– Что за парой они с графом были! Не все браки, голубка, строятся на любви, но им судьба щедро сыпала милости. В первый же год народился наследник – наш Дориан. В няньках у него ходила моя родственница, Джейн Моррис. Она мне и рассказывала, что у них да как. У лорда Уильяма дела сразу в гору пошли. Племянник говорил, что тот был членом какой-то Компании в Индиях, да я ничего в этом не смыслю. Но главное, выкупили поместье! Переделали так, что любо взглянуть: пристроили флигели, где оранжерея с библиотекой, все со вкусом, по моде…
Как ни хотелось Офелии поторопить тетушку, ее рассказ лился тягуче и плавно под бряцание спиц. Вот подрастает, окруженный вниманием и заботой, маленький Рэдклифф. («Дамы всё детей на нянек и мамок бросают, – ворчала рассказчица, – а леди его с колен не спускала»). Джейн Моррис не видала ребенка светлее и ласковее, чем Дориан.
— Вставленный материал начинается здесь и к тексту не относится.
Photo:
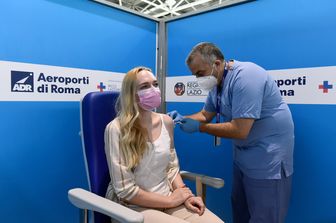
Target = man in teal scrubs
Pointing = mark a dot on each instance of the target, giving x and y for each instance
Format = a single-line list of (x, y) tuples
[(258, 120)]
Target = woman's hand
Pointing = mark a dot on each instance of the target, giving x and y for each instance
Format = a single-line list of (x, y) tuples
[(195, 204), (180, 195)]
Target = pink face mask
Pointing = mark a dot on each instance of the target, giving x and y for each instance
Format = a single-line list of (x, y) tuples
[(149, 98)]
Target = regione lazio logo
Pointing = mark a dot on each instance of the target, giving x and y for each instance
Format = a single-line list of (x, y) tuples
[(22, 81), (179, 88), (325, 86)]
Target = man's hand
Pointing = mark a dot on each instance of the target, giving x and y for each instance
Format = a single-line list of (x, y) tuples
[(195, 204), (177, 118), (190, 125)]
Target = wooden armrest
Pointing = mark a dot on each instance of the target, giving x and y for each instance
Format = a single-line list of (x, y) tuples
[(84, 199), (201, 180)]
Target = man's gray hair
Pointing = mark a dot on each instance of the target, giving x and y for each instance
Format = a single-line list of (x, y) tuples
[(208, 51)]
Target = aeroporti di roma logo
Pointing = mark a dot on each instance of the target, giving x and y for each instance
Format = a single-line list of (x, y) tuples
[(22, 81)]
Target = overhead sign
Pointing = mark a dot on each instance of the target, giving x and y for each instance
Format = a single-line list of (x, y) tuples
[(314, 85), (34, 82)]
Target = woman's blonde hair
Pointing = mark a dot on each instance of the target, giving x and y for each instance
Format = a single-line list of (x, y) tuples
[(133, 137)]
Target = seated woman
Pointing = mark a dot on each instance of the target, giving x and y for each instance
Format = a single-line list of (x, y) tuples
[(144, 169)]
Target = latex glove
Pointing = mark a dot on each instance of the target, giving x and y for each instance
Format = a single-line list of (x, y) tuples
[(189, 125), (177, 118)]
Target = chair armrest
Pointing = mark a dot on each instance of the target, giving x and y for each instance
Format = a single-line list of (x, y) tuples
[(210, 181), (87, 200)]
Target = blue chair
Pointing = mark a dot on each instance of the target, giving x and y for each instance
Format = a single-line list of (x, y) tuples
[(97, 110)]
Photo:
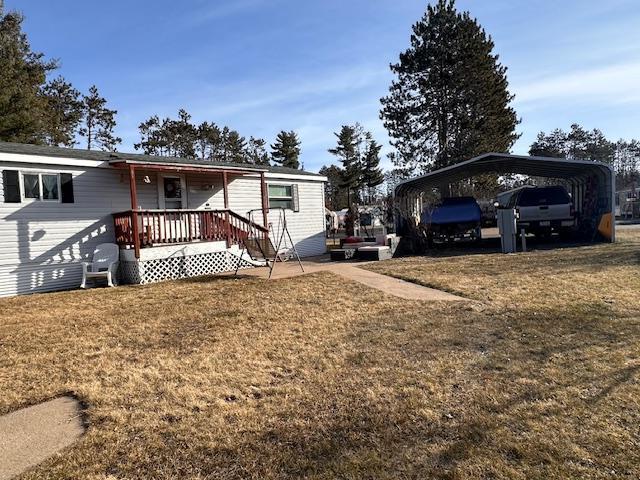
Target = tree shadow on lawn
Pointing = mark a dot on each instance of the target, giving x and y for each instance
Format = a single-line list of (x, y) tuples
[(496, 411)]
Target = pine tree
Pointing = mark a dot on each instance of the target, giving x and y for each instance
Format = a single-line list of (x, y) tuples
[(151, 141), (372, 175), (256, 151), (348, 152), (208, 142), (577, 144), (22, 75), (335, 193), (63, 113), (98, 122), (286, 150), (234, 146), (449, 101), (183, 135)]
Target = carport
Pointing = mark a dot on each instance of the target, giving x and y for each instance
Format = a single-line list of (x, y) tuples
[(591, 185)]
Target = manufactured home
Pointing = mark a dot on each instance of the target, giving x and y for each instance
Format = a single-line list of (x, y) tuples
[(171, 217)]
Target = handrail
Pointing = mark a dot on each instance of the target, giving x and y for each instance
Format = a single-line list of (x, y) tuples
[(170, 226)]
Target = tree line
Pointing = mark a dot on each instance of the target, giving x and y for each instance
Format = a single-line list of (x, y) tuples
[(181, 138), (359, 175), (53, 112), (579, 143), (449, 101), (34, 110)]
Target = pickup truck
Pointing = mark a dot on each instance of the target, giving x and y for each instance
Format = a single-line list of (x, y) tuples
[(455, 218), (543, 210)]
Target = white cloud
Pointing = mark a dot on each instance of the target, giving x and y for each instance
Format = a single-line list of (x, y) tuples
[(616, 84)]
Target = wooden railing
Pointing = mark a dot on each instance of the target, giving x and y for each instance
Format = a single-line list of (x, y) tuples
[(144, 228)]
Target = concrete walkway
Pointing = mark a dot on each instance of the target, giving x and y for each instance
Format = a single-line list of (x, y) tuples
[(350, 270), (31, 435)]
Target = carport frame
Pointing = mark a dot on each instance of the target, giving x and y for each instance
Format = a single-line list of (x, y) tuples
[(409, 191)]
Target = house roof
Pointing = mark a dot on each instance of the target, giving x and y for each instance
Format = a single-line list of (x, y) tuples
[(136, 158), (503, 163)]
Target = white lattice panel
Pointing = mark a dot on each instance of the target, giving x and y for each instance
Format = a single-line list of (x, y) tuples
[(172, 268)]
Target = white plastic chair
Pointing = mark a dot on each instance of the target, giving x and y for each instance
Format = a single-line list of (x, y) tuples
[(105, 264)]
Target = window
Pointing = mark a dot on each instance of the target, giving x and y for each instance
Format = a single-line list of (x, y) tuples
[(31, 186), (171, 193), (41, 186), (283, 196)]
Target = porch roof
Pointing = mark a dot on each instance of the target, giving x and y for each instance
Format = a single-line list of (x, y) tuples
[(146, 161)]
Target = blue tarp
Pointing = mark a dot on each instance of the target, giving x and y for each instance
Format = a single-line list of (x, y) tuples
[(454, 210)]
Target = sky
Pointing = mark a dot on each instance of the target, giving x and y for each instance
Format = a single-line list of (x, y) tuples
[(261, 66)]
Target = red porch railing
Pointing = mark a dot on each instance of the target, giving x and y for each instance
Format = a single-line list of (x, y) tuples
[(164, 227)]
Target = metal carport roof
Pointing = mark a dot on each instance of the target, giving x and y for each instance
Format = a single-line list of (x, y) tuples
[(503, 163), (577, 173)]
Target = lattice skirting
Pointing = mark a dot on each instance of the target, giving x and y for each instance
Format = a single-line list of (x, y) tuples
[(149, 271)]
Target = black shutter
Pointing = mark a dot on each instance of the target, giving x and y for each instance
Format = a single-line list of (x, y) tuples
[(11, 186), (66, 187)]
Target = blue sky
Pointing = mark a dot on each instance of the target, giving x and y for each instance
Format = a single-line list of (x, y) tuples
[(260, 66)]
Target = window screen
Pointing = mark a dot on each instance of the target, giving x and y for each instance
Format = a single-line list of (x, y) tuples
[(50, 187), (281, 196), (31, 185)]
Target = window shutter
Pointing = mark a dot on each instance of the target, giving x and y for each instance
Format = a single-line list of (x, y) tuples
[(66, 187), (296, 200), (11, 186)]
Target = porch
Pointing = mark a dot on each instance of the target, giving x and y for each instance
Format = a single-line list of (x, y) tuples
[(169, 243)]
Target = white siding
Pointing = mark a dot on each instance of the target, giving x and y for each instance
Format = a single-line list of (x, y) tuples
[(43, 243)]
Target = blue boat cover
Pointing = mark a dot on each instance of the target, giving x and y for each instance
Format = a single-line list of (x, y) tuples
[(454, 210)]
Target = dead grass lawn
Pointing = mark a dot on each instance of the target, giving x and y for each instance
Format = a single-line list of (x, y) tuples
[(537, 377)]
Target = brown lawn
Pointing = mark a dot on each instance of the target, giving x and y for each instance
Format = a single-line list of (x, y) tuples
[(536, 377)]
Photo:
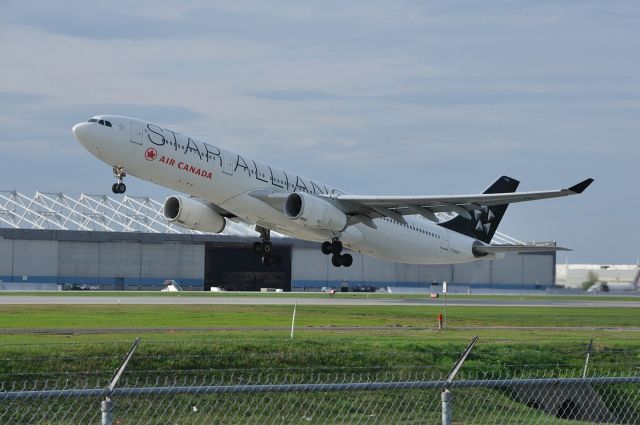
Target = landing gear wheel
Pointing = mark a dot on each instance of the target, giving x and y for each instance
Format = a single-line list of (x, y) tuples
[(119, 187), (336, 247)]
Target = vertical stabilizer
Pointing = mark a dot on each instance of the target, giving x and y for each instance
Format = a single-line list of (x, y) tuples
[(484, 221)]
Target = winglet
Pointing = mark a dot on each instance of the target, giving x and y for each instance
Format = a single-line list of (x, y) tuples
[(580, 187)]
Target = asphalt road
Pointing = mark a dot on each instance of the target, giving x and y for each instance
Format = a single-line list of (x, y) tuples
[(341, 301)]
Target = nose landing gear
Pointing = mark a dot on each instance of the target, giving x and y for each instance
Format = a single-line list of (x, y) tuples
[(119, 186), (265, 248), (334, 248)]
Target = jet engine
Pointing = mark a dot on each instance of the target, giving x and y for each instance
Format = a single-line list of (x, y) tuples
[(314, 212), (192, 214)]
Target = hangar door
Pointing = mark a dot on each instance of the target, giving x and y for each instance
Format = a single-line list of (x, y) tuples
[(238, 268)]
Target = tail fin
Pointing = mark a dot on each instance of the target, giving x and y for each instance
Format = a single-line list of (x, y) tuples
[(484, 221)]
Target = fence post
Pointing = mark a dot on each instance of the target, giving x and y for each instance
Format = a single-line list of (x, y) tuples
[(447, 407), (107, 412)]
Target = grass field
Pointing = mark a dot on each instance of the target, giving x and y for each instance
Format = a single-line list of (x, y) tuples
[(78, 345), (339, 295)]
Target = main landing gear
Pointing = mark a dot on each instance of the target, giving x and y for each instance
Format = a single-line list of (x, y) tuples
[(334, 248), (265, 248), (119, 187)]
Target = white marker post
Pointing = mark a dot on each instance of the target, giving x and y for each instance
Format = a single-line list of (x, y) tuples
[(444, 291), (293, 319)]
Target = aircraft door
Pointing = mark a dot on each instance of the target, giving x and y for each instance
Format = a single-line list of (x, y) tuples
[(228, 162), (136, 133), (124, 130), (444, 240)]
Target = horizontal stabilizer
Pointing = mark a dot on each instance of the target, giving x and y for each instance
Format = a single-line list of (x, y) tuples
[(580, 187), (506, 249)]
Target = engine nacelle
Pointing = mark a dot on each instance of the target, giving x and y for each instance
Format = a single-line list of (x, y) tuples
[(314, 212), (192, 214)]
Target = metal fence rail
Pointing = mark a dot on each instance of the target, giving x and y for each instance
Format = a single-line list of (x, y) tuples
[(160, 386), (480, 401)]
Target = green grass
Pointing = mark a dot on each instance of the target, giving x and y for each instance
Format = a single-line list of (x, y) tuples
[(251, 316), (71, 345), (339, 295)]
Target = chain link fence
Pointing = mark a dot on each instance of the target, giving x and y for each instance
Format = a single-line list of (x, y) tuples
[(255, 388)]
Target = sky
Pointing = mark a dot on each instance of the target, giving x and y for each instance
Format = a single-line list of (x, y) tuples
[(373, 97)]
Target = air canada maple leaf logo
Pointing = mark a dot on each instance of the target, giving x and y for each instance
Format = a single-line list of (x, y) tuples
[(150, 154)]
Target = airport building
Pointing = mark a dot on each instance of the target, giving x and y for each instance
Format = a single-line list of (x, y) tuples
[(127, 245)]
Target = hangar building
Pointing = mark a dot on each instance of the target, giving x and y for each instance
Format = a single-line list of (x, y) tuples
[(127, 245)]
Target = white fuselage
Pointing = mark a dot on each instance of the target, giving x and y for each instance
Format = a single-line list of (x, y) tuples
[(227, 179)]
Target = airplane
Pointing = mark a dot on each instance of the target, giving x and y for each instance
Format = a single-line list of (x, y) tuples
[(224, 185)]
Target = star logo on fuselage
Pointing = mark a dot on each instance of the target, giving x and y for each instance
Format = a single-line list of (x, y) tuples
[(150, 154)]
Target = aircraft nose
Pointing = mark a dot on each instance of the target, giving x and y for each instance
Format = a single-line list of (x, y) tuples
[(81, 131)]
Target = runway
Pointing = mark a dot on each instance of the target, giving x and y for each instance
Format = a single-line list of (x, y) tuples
[(290, 300)]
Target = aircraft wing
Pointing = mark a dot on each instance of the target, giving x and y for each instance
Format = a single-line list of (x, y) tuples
[(396, 206), (507, 249)]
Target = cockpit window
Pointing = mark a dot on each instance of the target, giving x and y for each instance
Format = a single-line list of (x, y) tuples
[(101, 122)]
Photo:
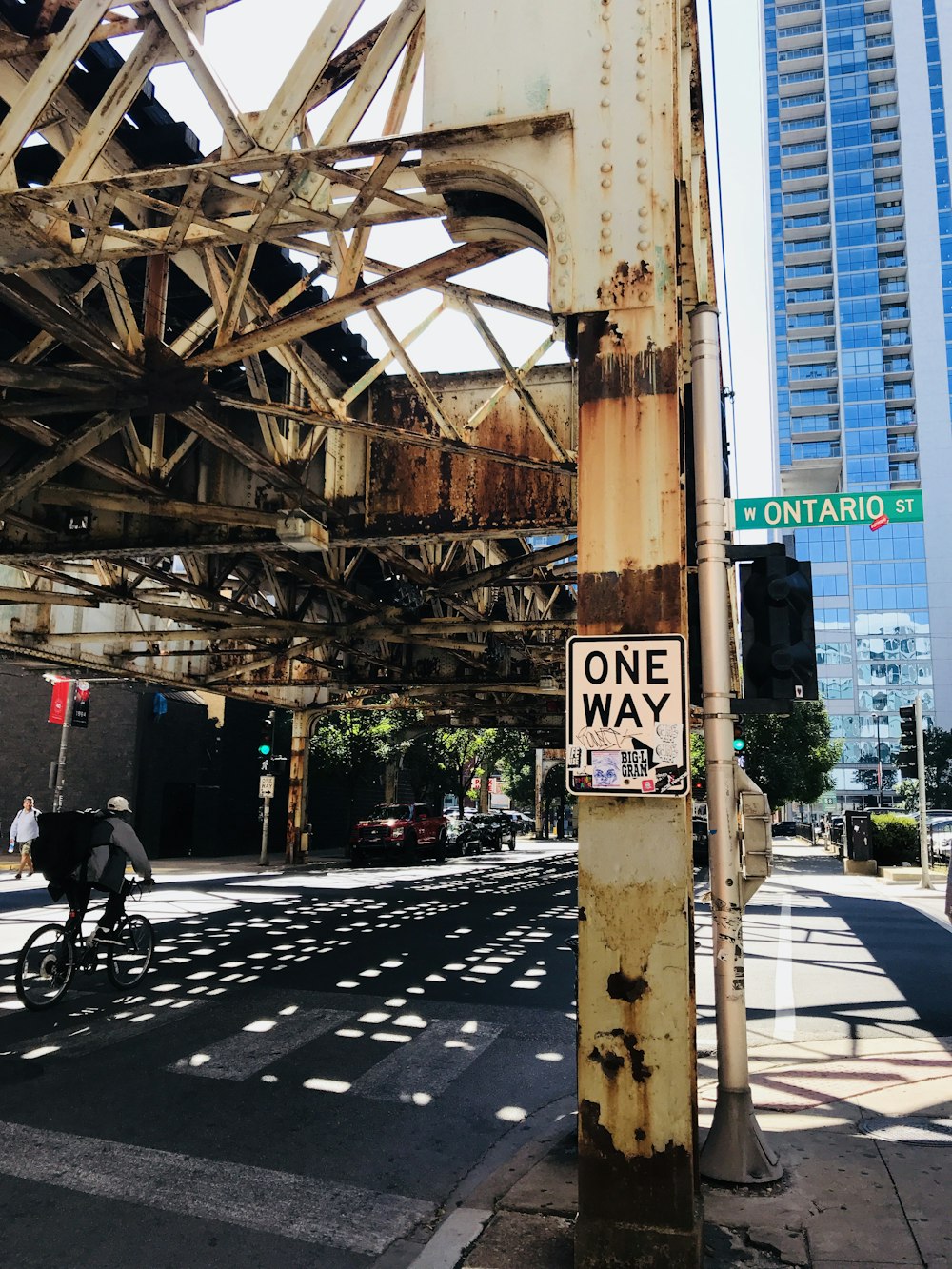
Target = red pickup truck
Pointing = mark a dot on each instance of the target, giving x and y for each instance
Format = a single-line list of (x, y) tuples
[(407, 830)]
Он не пошел ни в мать, ни в отца, но какими большими и чистыми у него были глаза, как радостно они сияли! И каким звонким смехом он заливался!
– Не верится даже, что это племянник… Я его в детстве не видела, но Джейн Моррис лгать не умела: говорила о нем всякий раз с блаженной улыбкой, так уж к нему привязалась. Да и он ее за родную считал…
Увлекшись, старушка не заметила, как застыла в изумлении ее слушательница. И это ее опекун? Ни разу не слышала она чистосердечия в его смехе, не встречала привета в полуулыбке. Всегда собран, себе на уме… Сфинкс без возраста, о нем ли сейчас идет речь?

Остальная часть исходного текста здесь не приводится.